3 Minute Record

"We learned more from a three minute record baby than we ever learned in school..." -from No Surrender by Bruce Springsteen

R.I.P. Ferlin Husky

The end came last Thursday for a performer with one of the more perfect names for country music, as word from Nashville came on Friday that country music pioneer Ferlin Husky died. He was 85. Born in Cantwell, MO on December 3, 1925 and reared on a farm near Flat River, MO, Husky grew up as a typical Midwesterner with a hard scrabble existence during the Great Depression and an eighth grade education.

Learning the basics of guitar as a boy from an uncle, Husky performed in honky tonks around St. Louis after dropping out of high school in the early 1940s. He worked blue-collar jobs as a truck driver and at a steel mill before enlisting in the U.S. Merchant Marine during World War II. Here he further honed his performing skills while entertaining other troops and adopting a stage persona of Simon Crum, an outspoken hayseed comic character based on a neighbor from back home.

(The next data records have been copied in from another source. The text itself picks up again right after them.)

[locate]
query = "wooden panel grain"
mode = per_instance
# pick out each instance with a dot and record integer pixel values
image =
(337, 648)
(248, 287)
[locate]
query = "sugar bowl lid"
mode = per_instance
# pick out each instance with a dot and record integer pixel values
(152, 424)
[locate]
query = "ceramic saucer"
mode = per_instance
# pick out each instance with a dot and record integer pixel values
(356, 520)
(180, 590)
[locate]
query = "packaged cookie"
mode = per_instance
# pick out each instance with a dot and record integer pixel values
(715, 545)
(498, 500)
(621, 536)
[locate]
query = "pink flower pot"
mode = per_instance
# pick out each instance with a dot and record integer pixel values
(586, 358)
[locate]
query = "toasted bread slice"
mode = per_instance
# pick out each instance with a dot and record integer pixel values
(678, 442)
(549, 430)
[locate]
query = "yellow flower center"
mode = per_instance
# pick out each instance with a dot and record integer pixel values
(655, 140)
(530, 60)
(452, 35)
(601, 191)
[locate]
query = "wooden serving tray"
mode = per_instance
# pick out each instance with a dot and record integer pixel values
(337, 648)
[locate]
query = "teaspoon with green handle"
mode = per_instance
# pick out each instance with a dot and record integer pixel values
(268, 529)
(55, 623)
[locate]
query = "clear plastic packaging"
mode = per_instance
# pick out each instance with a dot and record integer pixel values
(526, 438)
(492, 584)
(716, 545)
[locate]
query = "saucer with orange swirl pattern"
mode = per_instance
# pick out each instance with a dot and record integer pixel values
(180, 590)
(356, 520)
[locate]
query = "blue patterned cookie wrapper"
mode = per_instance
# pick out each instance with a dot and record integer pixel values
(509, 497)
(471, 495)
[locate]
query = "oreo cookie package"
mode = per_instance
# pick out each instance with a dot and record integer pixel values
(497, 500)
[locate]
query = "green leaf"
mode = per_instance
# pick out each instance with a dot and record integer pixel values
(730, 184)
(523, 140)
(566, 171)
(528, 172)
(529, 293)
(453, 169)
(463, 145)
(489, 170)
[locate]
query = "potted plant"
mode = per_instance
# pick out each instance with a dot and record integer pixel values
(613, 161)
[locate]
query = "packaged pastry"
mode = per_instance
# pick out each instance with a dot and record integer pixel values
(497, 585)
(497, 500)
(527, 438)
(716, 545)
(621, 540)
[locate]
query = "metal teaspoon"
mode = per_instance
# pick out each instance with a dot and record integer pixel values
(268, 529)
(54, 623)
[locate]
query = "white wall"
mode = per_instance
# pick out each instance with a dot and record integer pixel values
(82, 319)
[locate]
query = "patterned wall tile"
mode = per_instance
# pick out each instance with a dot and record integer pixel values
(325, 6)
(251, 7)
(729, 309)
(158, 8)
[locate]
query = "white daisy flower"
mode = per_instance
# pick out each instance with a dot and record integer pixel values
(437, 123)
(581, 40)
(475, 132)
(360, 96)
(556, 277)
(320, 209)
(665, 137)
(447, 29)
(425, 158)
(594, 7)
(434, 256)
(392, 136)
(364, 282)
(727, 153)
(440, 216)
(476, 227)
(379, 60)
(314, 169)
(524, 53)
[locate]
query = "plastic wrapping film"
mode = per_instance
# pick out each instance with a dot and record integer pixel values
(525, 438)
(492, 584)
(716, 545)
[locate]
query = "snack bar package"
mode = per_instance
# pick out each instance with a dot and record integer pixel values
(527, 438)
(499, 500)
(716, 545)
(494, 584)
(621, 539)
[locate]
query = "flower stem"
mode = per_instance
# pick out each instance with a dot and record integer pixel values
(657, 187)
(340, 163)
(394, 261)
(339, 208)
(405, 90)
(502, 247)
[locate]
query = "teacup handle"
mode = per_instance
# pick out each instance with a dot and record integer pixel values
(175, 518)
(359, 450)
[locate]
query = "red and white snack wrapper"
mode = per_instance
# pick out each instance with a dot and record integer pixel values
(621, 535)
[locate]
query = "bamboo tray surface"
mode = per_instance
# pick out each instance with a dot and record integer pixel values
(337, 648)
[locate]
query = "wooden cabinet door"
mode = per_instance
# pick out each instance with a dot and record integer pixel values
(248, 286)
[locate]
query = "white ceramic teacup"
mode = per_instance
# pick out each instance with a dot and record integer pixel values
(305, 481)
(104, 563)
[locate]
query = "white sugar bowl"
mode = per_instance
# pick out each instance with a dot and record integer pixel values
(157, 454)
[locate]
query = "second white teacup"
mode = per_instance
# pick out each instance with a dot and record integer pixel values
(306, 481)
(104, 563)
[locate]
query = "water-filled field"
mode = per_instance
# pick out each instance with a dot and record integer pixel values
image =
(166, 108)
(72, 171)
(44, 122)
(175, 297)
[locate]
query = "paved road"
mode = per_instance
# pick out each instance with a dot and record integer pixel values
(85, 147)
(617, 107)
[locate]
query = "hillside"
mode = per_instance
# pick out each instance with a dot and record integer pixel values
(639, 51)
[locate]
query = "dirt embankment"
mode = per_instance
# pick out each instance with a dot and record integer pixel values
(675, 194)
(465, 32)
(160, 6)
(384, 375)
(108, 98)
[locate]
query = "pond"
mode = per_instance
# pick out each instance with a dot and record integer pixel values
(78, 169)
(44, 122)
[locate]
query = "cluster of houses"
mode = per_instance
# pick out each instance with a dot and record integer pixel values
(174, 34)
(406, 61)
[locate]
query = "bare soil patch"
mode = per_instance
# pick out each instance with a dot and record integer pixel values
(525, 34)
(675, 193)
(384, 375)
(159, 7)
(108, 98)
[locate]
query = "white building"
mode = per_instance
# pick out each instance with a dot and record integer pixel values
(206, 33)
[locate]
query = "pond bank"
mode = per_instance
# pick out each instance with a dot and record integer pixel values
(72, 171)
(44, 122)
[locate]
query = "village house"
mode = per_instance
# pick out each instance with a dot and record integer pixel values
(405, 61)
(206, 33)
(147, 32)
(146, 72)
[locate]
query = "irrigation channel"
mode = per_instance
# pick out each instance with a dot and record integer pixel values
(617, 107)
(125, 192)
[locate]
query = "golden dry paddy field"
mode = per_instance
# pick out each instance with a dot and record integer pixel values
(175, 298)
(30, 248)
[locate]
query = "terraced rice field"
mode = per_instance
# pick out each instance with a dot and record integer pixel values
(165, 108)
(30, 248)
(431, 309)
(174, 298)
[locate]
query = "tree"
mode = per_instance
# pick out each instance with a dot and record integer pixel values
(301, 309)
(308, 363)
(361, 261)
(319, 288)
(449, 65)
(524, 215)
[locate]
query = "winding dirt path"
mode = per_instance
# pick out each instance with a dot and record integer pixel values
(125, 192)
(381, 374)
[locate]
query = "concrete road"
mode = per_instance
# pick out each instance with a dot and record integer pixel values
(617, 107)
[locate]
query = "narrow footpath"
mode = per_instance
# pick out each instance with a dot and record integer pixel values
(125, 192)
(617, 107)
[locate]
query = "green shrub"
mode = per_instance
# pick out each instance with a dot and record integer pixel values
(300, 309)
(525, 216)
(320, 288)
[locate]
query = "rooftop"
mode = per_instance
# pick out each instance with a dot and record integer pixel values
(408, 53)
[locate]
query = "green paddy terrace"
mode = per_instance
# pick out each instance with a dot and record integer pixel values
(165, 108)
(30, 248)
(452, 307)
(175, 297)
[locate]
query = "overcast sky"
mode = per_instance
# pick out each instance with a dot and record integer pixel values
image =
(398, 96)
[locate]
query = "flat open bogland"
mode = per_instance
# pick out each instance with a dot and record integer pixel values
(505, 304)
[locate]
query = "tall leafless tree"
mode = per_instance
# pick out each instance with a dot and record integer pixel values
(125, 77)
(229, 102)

After the war, Husky took a job as a disc jockey and performed from 1948 to 1953 under the stage name Terry Preston before reverting back to his real name. On the radio he continued to work on his Simon Crum character drawing an audience and sponsors. With the help of Tennessee Ernie Ford's manager, Cliffie Stone, Husky signed to Capitol Records in 1953 and recorded for the label until 1972.

Husky entertained country music fans in the 1950s, 1960s and 1970s with hits like "Wings of a Dove" and "Gone."

His first number one hit on the country charts came during his first year at Capitol - "A Dear John Letter," a duet with Jean Shepard. The song also crossed over to the pop charts reaching number four.

In 1957, Husky reached the top spot on the country charts again with "Gone."


In 1960, Husky returned to the top of the country charts with "Wings of a Dove," a song written by Bob Ferguson, that stayed at number 1 for ten weeks and rose to number 12 on the pop charts.

Although Husky never reached the top of the charts again his music remained popular with country music fans. He reached number 4 twice with "Once" (1967) and "Just for You" (1968).

Husky semi retired in the late 1970s after heart issues. Though he returned to touring and performances, he ceased recording. In February 2010, the Country Music Association announce that Husky would be inducted into the Country Music Hall of Fame in Nashville.

Over his career Husky charted 11 top ten country hits, 23 top twenty hits, and 41 top forty hits.